Susanne showed me one location for human and another for non-human rewilding during this visit. Saturday noon she took me to Grazer Urwald, a 3ha large plot in the city’s green belt where a 19/20th century landscaping entrepreneur planted and collected among other foreign species two giant sequoias. ONJ runs since years day camps on the ground and opened in 2019 a day care nature education center which deserves the highest Forest School certification available.

https://www.bioversityinternational.org/fileadmin/user_upload/online_library/publications/pdfs/Agricultural_biodiversity_and_food_security_Chapter5_2003.pdf 

Our second destination is a Natura 2000 area along the Lafnitz river, where ONJ has purchased 13ha of agricultural land and busies its members with the restoration of natural biodiversity. A patchwork of plots of different size surround the Beaver Castle, an old farm which was turned into ONJ’s regional base for education and conservation. Susanne tells me that corn and spruce monocultures threaten the natural biodiversity like nothing else in Austria – and ONJ tries to intervene wherever possible.

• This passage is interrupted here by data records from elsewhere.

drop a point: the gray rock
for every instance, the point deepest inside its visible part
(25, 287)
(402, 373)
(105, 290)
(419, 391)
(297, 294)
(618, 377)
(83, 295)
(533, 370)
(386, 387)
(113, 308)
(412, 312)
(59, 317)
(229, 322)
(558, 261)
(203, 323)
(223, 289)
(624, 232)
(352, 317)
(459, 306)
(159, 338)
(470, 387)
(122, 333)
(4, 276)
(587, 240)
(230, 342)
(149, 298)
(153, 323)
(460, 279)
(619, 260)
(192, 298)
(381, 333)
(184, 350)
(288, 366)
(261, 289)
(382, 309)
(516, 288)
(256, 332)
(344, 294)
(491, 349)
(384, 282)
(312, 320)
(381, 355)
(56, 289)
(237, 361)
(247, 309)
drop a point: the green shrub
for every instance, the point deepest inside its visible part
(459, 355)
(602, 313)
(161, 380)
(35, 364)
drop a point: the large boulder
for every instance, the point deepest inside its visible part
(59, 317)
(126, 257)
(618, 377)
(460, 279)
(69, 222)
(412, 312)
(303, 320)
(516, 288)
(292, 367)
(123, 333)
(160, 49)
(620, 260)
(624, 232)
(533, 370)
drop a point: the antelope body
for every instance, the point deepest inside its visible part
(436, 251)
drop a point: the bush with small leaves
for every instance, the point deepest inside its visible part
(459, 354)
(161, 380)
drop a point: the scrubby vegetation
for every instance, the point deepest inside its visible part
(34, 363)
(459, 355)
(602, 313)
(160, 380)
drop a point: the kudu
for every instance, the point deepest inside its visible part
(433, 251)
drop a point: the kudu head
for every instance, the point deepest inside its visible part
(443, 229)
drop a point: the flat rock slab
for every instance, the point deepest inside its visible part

The maintenance of ONJ eco-islands is labor intensive. The wetlands need to be mowed twice a year and the meadow cuttings need to be removed from the land. The difference between fertilized and renaturated meadows or agriculturally exploited land and land left to itself is however striking as the pictures below show. While the fertilized meadow grows green grass only, the renaturated meadow on the right is home to a substantial variety of plants and insects. Susanne showed me the yellow pipe grass, which was used in the past to clean tobacco pipes.

We are looking forward to a lasting partnership with ONJ!